Eso es lo que hemos intentado dilucidar contactando con varios ingenieros especializados en transporte rodante. La versión oficial, explicada el miércoles por Óscar Puente, ministro de Transportes y Movilidad Sostenible, es que esa pieza, el bogie delantero del coche número 8 del Iryo contra el que todo apunta impactó de lleno el Alvia, salió despedida y viajó esos 270 metros, aún pesando diez toneladas. Fruto de la gran colisión, el bogie acabó cayendo por un terraplén, quedando medio sumergido en un arroyo.

Antes de dirimir si es físicamente posible que el bogie realizara ese recorrido, cabe aclarar que esta pieza es una estructura que lleva ruedas y, a veces, incluso los motores, no siempre, y que la carrocería del tren descansa sobre ella. Dichos bogies son articulados para poder tomar las curvas: la carrocería del tren no se puede deformar en las curvas, son los bogies los que realizan el giro.
Pues bien, uno de esos bogies se encontró a 270 metros de la colisión. ¿Es verosímil que recorriera esa distancia? “Por la energía tan tremenda que se liberó en el choque, no me extraña que una estructura de diez toneladas saliera disparada a 270 metros de distancia”, explica a Guyana Guardian Jesús Contreras, ingeniero de caminos y vocal de la junta directiva de la Asociación de Ingenieros de Caminos, Canales y Puertos y de la Ingeniería Civil. “Fíjate que el Alvia, a pesar del impacto, que lo frenaría, acabó a 800 metros del punto de colisión”, añade.
Por la energía tan tremenda que se liberó en el choque, no me extraña que esa pieza saliera disparada”
“Sí, físicamente es posible”, arguye otro ingeniero de caminos que prefiere que no aparezca su nombre para expresarse con total libertad. “Hay que tener en cuenta que solo la cabeza tractora del Alvia, es decir, el primer vagón, que colisiona con el coche número ocho del Iryo, pesa cerca de 72 toneladas y circulaba a unos 200 km/h”. Y que el Alvia, en su totalidad, “se va a más de 300 toneladas”, añade Contreras.

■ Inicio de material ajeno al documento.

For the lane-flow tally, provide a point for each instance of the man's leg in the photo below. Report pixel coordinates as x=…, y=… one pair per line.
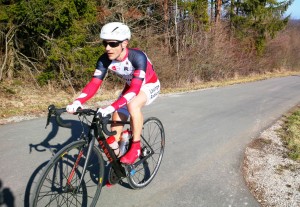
x=136, y=118
x=117, y=116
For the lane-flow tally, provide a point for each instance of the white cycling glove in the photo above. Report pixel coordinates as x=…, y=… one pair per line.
x=106, y=111
x=72, y=108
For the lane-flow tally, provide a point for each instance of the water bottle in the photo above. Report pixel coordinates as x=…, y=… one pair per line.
x=124, y=142
x=113, y=145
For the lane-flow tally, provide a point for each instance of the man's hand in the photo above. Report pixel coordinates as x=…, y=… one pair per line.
x=72, y=108
x=106, y=111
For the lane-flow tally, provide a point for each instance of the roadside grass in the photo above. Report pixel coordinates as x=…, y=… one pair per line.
x=290, y=133
x=23, y=100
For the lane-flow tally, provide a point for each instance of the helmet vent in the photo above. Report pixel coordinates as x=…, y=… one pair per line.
x=115, y=29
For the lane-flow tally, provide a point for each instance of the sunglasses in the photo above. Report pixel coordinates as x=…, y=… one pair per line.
x=111, y=44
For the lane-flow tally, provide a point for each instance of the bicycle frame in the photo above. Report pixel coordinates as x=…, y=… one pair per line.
x=97, y=129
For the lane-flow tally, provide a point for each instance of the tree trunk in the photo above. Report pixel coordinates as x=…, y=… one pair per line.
x=218, y=11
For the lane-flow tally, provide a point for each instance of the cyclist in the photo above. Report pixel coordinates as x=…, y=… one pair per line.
x=142, y=85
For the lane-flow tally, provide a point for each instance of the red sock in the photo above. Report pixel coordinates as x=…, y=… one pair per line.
x=133, y=153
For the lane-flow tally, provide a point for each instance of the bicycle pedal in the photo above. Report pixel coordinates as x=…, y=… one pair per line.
x=132, y=172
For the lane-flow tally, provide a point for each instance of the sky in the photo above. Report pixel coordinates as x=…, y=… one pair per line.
x=294, y=10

A juicio del ingeniero que prefiere mantener su anonimato, el choque provocó dos cosas: un impacto brutal, enorme, al vehículo circulante, al Alvia, y al que está descarrilado y, después, el desprendimiento del vagón número ocho con respecto al resto del tren y el posible desprendimiento del bogie. “Es la opción más plausible”.

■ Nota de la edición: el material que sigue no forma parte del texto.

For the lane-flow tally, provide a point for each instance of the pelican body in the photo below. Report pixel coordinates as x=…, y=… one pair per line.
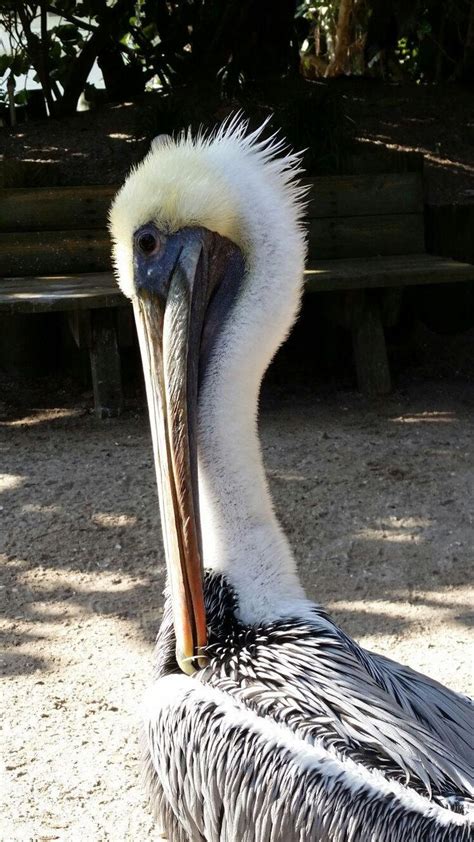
x=266, y=722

Defiende que, “bajo ningún concepto, el descarrilamiento por sí mismo del Iryo hizo que el bogie se separara. La carrocería del vagón y el bogie actúan de forma solidaria, no se separan así como así”.
Es este aspecto, que el bogie se desprendiera de la carrocería, lo que más sorprende a Jesús Contreras. “Fíjate que el Alvia también impacta, en teoría, sobre el coche 7 del Iryo, que queda destrozado, pero no se desprende nada”, concluye.

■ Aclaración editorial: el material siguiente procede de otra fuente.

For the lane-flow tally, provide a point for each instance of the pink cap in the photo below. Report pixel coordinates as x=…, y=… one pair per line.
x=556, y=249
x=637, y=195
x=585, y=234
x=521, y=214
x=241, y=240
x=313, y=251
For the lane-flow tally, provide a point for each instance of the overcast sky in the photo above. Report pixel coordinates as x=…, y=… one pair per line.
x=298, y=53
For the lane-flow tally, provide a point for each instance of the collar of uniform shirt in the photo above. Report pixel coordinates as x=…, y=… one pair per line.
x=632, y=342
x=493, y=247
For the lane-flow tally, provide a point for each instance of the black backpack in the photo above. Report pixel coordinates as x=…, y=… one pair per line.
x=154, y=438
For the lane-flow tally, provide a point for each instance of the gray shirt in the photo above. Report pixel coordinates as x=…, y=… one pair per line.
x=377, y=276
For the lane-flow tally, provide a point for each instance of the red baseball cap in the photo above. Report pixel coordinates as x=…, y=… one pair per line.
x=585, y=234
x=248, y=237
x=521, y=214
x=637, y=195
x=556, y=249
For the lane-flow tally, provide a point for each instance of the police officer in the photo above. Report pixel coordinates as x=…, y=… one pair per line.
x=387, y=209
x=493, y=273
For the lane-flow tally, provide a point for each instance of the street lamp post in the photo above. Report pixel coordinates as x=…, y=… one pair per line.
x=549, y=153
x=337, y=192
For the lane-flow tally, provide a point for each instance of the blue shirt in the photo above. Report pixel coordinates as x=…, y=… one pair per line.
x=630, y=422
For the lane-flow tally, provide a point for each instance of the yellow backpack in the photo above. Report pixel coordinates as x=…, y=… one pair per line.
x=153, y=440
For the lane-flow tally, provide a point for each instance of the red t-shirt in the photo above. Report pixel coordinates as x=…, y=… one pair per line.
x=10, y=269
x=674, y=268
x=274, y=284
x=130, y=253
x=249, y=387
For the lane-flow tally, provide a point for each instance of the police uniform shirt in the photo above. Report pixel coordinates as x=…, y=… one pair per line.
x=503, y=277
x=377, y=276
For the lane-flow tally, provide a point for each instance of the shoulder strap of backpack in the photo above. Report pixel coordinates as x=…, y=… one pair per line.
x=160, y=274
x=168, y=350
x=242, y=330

“No encuentro otra explicación posible”
Un tercer ingeniero de caminos, que se ha dedicado toda la vida al mundo ferroviario y que prefiere mantenerse en el anonimato también, no solo ve factible que el bogie saliera disparado 270 metros tras el impacto, sino que no ve otra explicación. “Lo que descarto es que haya sido una manipulación de esa pieza, vaya, que alguien la colocara allí. No hay ninguna razón por la que alguien lo haya podido hacer para decir que ha sucedido una cosa distinta a la que realmente ha ocurrido”. Recuerda que en las primeras imágenes televisivas la misma noche del accidente en las que se vio el coche número ocho del Iryo volcado, ahí ya observó que faltaba un bogie en la parte delantera, lo que le llamó la atención.